Food for Fish
nytheatre.com review by Michael Criscuolo
July 7, 2006
Adam Szymkowicz's new black comedy, Food for Fish, is a modern take on the Chekhov classic, Three Sisters. This time around the three sisters are Sylvia, an aspiring journalist; agoraphobic Barbara, who hasn't been out of the house in seven years; and mournful Alice, a scientist who is trying to find and isolate the gene for love. They live in Manhattan, but long for the suburban wilds of New Jersey. And, their dead father sits next to them every day—literally. Almost a year after his death they still haven't buried him yet: his coffin lies in the living room.
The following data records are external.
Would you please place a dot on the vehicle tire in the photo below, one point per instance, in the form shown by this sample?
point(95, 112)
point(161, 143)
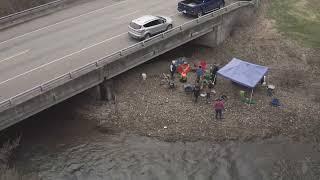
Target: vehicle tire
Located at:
point(147, 36)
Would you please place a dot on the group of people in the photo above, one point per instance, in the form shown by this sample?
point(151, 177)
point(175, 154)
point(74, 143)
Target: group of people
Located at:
point(205, 81)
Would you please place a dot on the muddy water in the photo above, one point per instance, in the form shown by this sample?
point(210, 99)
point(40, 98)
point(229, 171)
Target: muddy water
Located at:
point(131, 157)
point(60, 146)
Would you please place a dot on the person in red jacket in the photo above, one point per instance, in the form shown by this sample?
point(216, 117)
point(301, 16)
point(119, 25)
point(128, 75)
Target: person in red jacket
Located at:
point(218, 107)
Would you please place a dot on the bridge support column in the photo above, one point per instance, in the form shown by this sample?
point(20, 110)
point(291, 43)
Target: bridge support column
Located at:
point(211, 39)
point(106, 90)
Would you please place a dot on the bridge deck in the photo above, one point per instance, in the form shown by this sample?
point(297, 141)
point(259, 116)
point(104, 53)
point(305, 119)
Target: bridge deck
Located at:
point(31, 58)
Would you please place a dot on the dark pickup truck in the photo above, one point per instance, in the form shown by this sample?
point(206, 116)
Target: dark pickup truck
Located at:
point(199, 7)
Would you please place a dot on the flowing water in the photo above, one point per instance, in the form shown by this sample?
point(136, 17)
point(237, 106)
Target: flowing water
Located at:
point(59, 146)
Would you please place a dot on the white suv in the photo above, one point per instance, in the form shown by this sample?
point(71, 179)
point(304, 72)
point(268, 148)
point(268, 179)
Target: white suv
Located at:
point(148, 25)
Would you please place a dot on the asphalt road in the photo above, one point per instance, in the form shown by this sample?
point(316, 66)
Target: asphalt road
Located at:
point(40, 50)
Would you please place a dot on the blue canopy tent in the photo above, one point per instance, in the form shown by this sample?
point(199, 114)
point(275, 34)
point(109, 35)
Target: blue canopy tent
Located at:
point(244, 73)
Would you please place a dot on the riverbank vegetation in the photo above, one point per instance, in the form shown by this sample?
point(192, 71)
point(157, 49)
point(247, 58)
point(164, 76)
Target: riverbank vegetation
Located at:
point(6, 172)
point(299, 19)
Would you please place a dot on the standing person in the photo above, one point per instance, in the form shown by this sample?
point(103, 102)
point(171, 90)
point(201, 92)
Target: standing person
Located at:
point(214, 71)
point(207, 90)
point(173, 68)
point(196, 91)
point(199, 73)
point(218, 107)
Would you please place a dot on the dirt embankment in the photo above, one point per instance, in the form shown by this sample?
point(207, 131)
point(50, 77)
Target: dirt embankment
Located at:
point(150, 108)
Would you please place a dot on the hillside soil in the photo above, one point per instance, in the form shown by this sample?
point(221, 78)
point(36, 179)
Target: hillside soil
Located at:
point(150, 108)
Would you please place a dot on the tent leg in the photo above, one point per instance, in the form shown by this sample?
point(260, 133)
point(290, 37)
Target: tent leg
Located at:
point(251, 96)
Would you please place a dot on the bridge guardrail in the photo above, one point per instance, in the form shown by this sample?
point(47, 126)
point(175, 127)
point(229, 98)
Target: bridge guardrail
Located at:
point(28, 94)
point(36, 9)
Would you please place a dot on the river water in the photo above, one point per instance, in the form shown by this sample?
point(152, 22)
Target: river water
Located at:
point(59, 146)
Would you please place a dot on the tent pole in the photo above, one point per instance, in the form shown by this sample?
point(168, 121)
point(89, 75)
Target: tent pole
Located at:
point(251, 95)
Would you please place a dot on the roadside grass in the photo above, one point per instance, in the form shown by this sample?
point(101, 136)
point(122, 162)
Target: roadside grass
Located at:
point(9, 173)
point(298, 19)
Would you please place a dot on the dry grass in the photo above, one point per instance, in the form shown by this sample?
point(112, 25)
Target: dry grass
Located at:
point(7, 173)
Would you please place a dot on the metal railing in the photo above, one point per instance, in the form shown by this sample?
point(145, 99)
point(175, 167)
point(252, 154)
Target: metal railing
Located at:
point(36, 9)
point(41, 88)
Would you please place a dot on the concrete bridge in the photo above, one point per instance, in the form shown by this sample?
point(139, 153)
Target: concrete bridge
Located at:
point(33, 90)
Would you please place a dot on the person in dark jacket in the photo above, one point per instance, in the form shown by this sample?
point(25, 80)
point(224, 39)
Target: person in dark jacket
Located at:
point(199, 73)
point(218, 107)
point(173, 68)
point(214, 71)
point(196, 92)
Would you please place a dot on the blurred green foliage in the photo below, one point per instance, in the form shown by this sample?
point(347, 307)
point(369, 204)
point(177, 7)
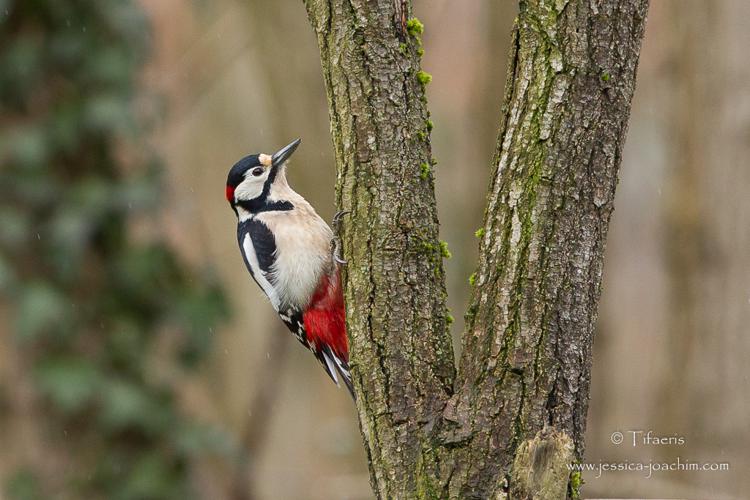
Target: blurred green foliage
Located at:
point(91, 305)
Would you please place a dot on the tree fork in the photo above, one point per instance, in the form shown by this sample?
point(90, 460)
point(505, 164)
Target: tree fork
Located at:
point(521, 393)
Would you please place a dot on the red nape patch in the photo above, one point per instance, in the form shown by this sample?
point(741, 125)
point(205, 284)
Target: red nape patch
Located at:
point(324, 317)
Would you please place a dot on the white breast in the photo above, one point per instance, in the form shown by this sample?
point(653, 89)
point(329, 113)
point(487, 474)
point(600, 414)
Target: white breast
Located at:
point(258, 274)
point(303, 253)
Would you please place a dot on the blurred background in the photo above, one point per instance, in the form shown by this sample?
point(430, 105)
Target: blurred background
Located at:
point(138, 360)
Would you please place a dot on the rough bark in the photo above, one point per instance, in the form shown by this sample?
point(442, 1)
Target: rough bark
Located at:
point(401, 354)
point(524, 378)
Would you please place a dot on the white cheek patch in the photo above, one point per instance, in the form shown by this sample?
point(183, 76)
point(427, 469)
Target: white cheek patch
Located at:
point(258, 274)
point(250, 188)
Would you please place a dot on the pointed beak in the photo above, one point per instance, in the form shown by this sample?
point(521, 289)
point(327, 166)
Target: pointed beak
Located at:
point(283, 154)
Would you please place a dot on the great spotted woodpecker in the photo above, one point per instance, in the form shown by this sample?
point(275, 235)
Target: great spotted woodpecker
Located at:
point(291, 254)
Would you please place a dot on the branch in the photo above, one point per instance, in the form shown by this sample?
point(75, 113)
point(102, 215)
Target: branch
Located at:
point(401, 354)
point(529, 331)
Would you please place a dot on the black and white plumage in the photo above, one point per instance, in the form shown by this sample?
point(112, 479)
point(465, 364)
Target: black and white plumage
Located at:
point(288, 249)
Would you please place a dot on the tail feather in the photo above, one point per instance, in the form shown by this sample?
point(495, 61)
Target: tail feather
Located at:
point(334, 363)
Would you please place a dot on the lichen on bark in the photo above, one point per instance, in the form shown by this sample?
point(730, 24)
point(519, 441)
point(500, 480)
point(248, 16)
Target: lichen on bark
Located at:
point(429, 432)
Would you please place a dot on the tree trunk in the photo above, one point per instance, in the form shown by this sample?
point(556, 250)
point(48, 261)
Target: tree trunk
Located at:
point(514, 416)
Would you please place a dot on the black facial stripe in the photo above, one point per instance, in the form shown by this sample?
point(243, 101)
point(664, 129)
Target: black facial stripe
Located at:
point(261, 204)
point(237, 173)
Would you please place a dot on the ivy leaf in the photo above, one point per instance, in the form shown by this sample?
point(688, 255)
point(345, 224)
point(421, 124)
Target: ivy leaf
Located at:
point(70, 383)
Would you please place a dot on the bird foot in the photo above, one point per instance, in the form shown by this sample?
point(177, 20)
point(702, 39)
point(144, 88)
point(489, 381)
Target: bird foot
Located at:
point(336, 242)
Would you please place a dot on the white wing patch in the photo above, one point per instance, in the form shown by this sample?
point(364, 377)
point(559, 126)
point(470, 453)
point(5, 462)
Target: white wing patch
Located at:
point(258, 274)
point(331, 366)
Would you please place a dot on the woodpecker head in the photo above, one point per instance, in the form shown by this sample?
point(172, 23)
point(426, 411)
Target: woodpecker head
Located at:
point(250, 180)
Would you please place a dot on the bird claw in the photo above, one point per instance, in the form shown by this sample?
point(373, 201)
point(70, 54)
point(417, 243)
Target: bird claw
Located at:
point(337, 218)
point(336, 240)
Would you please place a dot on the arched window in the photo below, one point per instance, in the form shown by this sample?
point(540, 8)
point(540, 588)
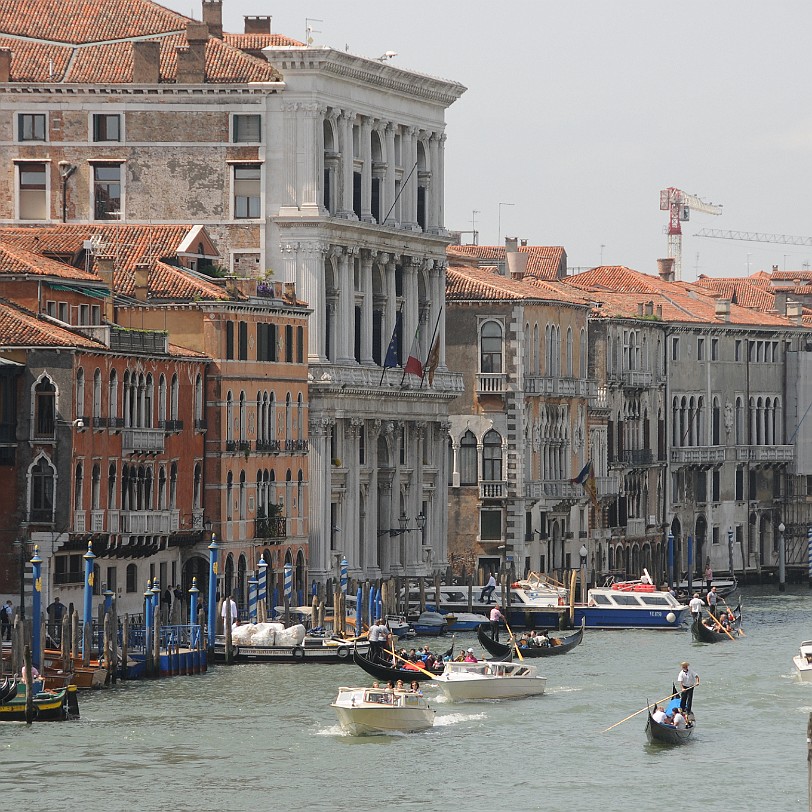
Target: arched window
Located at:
point(41, 498)
point(468, 466)
point(490, 356)
point(492, 456)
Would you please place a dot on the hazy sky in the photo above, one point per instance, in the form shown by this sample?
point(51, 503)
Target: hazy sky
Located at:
point(578, 113)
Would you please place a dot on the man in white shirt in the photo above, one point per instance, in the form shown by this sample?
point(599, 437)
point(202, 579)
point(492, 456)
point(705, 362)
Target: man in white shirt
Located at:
point(686, 681)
Despite the increasingly bad smell, they just can't bear to part with him.
As you can see, these aren't quite Chekhov's Three Sisters. There are similarities, but Szymkowicz is doing his own thing, detailing the crushing grind of modern urban life where Chekhov skewered the banality of provincial living. And, like Chekhov, Szymkowicz sometimes keeps the audience at an emotional arm's length, but there's craft aplenty to make up for that.
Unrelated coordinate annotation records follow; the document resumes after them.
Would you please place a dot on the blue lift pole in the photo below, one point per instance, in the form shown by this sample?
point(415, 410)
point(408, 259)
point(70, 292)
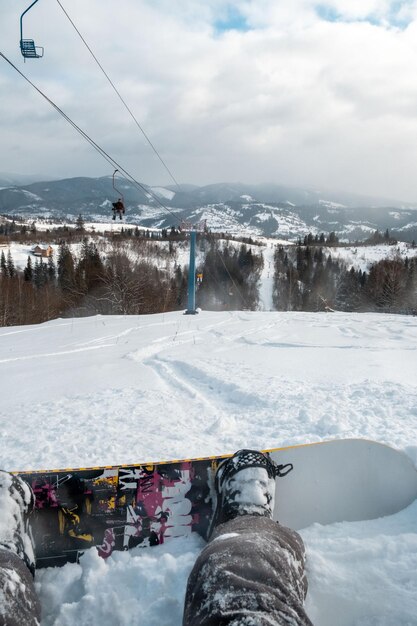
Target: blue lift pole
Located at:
point(191, 276)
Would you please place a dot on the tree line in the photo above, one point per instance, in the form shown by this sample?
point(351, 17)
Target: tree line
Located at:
point(306, 279)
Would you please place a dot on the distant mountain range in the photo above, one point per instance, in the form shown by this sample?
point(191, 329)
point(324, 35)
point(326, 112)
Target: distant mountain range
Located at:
point(256, 210)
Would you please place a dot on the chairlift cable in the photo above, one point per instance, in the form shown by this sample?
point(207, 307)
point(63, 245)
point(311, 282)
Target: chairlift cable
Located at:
point(95, 145)
point(120, 97)
point(105, 155)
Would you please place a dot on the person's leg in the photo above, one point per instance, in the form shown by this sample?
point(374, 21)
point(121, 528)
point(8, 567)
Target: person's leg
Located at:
point(19, 605)
point(252, 570)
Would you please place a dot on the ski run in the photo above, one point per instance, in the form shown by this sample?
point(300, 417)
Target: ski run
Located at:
point(108, 390)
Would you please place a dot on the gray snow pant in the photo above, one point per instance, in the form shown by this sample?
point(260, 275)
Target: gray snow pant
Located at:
point(251, 573)
point(19, 604)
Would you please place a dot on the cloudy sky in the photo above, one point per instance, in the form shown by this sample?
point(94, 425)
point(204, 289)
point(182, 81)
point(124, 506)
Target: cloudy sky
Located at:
point(294, 92)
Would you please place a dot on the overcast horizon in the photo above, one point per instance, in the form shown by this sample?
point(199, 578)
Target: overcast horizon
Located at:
point(297, 93)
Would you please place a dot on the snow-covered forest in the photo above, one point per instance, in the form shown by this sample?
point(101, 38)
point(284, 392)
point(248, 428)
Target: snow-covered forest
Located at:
point(137, 271)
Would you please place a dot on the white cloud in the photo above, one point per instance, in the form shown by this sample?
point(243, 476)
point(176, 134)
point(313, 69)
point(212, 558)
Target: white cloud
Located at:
point(296, 99)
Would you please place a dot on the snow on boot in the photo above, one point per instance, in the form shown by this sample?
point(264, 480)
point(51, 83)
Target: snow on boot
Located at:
point(244, 485)
point(16, 504)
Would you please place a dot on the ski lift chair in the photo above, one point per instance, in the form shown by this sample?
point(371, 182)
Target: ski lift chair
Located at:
point(29, 50)
point(27, 46)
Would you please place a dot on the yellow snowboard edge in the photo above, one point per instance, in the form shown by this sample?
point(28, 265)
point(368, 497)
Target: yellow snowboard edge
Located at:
point(203, 458)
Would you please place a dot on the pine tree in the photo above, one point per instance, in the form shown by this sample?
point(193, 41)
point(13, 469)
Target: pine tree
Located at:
point(51, 269)
point(3, 265)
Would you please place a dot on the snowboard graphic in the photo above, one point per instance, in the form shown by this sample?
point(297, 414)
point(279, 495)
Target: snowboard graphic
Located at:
point(121, 507)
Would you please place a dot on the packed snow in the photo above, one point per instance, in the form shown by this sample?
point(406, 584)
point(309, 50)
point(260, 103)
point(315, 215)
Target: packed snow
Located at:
point(108, 390)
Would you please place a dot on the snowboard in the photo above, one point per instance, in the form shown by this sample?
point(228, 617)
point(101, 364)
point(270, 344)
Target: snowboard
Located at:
point(125, 506)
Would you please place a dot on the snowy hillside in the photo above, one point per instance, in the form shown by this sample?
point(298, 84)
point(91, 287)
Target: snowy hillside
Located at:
point(104, 390)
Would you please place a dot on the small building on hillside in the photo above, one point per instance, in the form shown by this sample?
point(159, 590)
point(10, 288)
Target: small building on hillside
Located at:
point(43, 252)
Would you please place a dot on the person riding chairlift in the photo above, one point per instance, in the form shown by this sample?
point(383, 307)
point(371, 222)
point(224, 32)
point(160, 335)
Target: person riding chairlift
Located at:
point(118, 207)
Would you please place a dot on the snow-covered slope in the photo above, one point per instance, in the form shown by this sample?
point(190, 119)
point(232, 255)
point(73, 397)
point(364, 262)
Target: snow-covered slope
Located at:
point(128, 389)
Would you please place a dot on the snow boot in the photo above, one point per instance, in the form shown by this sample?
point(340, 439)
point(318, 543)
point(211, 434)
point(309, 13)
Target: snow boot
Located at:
point(244, 485)
point(16, 504)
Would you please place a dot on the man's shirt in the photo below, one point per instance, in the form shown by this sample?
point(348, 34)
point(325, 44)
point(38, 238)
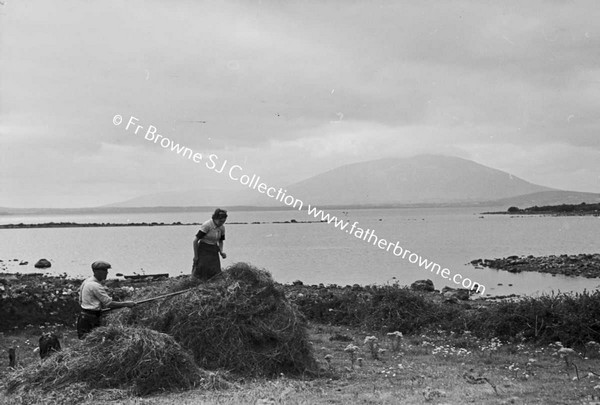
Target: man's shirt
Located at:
point(93, 295)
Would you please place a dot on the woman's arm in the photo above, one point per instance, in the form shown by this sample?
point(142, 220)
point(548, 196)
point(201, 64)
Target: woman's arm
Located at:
point(221, 247)
point(196, 243)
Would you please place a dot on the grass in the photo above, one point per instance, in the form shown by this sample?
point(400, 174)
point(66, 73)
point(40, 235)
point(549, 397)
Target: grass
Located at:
point(427, 368)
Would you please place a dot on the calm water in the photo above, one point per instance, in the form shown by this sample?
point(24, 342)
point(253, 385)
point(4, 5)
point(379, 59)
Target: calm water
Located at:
point(316, 252)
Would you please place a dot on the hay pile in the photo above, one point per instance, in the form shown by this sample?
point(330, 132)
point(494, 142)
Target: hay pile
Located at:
point(141, 361)
point(240, 321)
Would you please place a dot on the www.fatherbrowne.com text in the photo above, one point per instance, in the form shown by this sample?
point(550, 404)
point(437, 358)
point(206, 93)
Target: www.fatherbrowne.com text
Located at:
point(236, 173)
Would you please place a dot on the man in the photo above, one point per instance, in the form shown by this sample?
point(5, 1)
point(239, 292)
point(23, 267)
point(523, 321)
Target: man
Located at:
point(93, 298)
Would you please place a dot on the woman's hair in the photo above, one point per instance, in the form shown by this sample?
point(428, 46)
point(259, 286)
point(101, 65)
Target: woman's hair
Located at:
point(220, 214)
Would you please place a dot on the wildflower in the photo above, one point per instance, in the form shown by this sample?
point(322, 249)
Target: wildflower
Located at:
point(351, 350)
point(396, 338)
point(371, 341)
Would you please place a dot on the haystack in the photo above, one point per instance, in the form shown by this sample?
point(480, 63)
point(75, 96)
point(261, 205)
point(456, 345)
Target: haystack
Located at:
point(240, 321)
point(141, 361)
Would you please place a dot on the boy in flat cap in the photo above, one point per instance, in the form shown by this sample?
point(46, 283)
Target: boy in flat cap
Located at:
point(93, 298)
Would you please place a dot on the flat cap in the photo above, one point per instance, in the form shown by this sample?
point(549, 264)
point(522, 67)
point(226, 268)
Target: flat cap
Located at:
point(100, 265)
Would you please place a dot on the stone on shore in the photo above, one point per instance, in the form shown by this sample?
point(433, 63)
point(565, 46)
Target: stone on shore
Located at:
point(42, 264)
point(423, 285)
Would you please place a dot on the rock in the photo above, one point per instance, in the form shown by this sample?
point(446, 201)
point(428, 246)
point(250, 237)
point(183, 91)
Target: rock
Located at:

Housebound Barbara also has trouble in the bedroom. Her husband Dexter won't touch her anymore, and sexual anxiety is taking its toll on their marriage. Meanwhile, Alice, nursing a heartache of her own, is serial dating dispassionately for the sake of her research. (She even has a chalkboard full of suitors hanging in her office. Anyone who wants a date can just come in and sign up.) Sylvia becomes obsessed with a developing news story about a local kissing bandit, and vows to track him down for an exclusive interview. As for the bandit, he's a brooding writer named Bobbie who regularly throws pages from his finished novel into the Hudson River.
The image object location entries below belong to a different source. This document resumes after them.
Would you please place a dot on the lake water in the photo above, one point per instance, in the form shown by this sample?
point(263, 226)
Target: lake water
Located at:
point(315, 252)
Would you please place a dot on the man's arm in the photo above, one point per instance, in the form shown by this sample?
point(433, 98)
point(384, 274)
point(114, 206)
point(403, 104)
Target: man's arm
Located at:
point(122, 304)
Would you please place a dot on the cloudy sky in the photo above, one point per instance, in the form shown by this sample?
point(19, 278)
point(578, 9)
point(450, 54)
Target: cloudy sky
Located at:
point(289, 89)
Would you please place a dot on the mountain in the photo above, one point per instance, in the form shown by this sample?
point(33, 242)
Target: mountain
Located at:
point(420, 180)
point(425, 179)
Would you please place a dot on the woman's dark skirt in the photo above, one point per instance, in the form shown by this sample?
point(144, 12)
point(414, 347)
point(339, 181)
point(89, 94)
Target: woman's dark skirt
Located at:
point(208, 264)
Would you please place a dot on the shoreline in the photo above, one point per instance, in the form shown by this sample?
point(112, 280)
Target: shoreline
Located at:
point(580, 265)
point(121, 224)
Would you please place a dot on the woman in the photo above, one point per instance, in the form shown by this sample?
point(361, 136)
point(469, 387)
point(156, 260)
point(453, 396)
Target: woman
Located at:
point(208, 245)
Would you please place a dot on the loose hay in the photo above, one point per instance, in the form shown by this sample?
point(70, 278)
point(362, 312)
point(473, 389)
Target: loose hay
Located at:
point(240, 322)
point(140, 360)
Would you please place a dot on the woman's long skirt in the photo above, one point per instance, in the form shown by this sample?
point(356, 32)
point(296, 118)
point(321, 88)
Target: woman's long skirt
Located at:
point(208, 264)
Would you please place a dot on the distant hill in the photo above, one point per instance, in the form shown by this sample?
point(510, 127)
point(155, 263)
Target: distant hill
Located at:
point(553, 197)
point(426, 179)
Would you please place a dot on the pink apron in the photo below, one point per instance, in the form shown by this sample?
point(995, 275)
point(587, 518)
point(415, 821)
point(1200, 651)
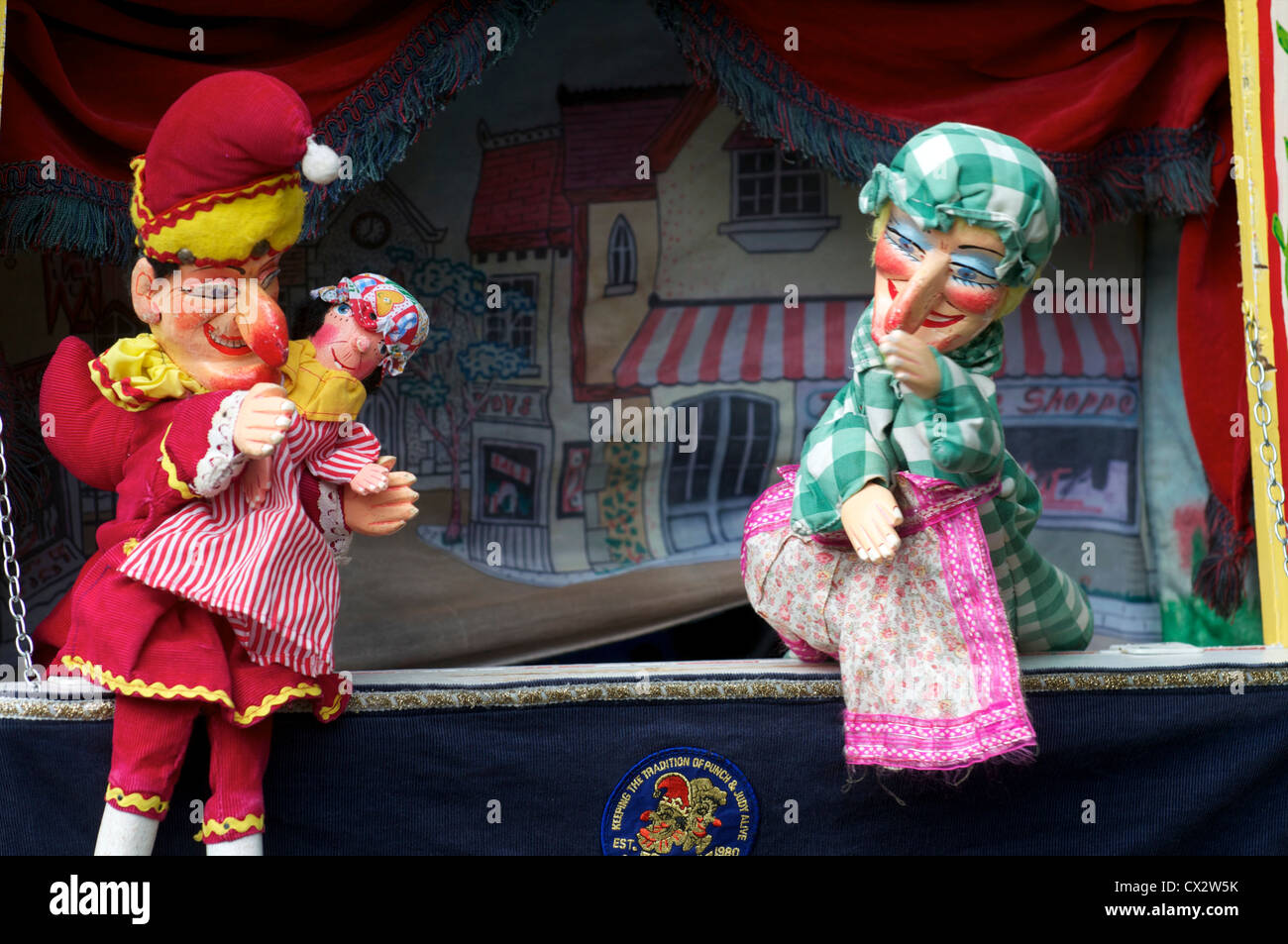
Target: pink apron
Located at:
point(927, 662)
Szymkowicz has the most fun with Food for Fish's little, telling character details. When Dexter asks his cranky boss what her problem is, she replies, "My mother's been visiting and I haven't been feeling beautiful." Alice nonchalantly answers a question about her pending date that night with "I'm not sure. I have to check my spreadsheet." (Later, she grabs involuntary blood and DNA samples from her paramour in the middle of dinner.) Dexter is so angry at Barbara that he can only get aroused by thoughts of hurting women. The play's most telling detail helps explain why Barbara and Dexter might be having so many problems: she's played by a man, and he's played by a woman (Luis Moreno and Katie Honaker, respectively, both giving lovely, touching performances). It's a deft and subtle enough move by both Szymkowicz and director Alexis Poledouris that exemplifies the odd, unnamable thing about each character that the other can't quite put their finger on.
Poledouris's work here is strong. She's got a good sense of the play's humorously dour themes and expresses them clearly throughout the production (the "Home Sweet Home" sign on top of Daddy's coffin is an especially nice touch). And she elicits equally strong work from the cast. In addition to the aforementioned Moreno and Honaker, Orion Taraban shines as moody Bobbie; Caroline Tamas is funny a variety of roles both male and female; and Anna Hopkins and Ana Perea are both splendid as Sylvia and Alice, respectively. These actors find the humanity in even the play's most unsympathetic characters until the audience has no choice but to root for them all.
Food for Fish shows off its entire company of up-and-comers in a flattering light. This is a talented bunch in a smart, well done play. Catch it before it's gone like the pages of Bobbie's novel.